The truth was that they tried really hard to behave but that was like asking a fish to fly. They all had high kinaesthetic intelligence and it was extremely difficult for them to sit in a classroom all day. Amongst them is a competitive wrestler, a Bhangra dancer, two bodybuilders, three competitive soccer players,  and a few artists.

Although students can leave my classroom at any time for a brain break, and The Crew frequently did, they still spent too much time being in a space that was not comfortable for them. I knew this yet felt quite helpless about doing much about it.

I felt like I was the proprietor of a successful restaurant that had seen lots of success over the years by keeping a basic menu that was tweaked regularly. And now I was faced with a group of patrons who seemed to want nothing on the menu.

But I was wrong.

Here’s what two of them said at the end of the semester about their experiences:

H: [This class] has been the most educational experience I have had. In this course I learned many new things about myself and developed skills and abilities that will forever help me in my future. This class was an unusual class.  We learned to see things in many ways and through different perspectives. Through all these experiences I learned a lot about myself and became a more responsible and independent individual. This course always made me think beyond my limitations and really expanded my mind.

J: After realizing what we were doing was bad, and had a negative impact on others, I attempted to change myself a little bit. I started to … clean my act up by considering the feelings of others. I decided that even though it was late in the semester, there was time for change. I was able to start participating in class as much as I could and I took the opportunity to become prime minister of [our Civic Mirror country]

J, the leader of The Crew, was twice elected Prime Minister of the  class’s simulated Civic Mirror country.
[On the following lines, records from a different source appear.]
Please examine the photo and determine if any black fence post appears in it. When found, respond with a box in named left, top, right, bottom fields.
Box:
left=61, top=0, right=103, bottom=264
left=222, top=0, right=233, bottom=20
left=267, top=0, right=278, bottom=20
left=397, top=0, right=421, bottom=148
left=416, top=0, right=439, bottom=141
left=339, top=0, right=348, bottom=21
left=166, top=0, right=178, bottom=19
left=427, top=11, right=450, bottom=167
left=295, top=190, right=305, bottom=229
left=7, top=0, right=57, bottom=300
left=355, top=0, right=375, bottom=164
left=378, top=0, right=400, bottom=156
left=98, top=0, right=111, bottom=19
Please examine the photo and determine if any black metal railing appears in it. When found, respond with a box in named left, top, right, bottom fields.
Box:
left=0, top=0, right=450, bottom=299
His government was responsible for the country receiving the highest Civic Mirror ranking of all my classes over the past 8 years.

P, another member of the crew, got onto the Honour Roll for the first time, joining J who got on for the second time since Grade 8.

The entire Crew passed the provincial, standardized exam.

The Crew taught me that I didn’t need to worry about the menu. It was just fine.

C was right.

2 thoughts on “Lessons Learned”

  1. Have been there so often, as well! While I care deeply for and appreciate every child who comes to my class, I have to say–“The Crew” kids, the most challenging ones, are the ones whose learning, progress, and personal growth feel the most rewarding because it is so hard-fought. Great post–thank you!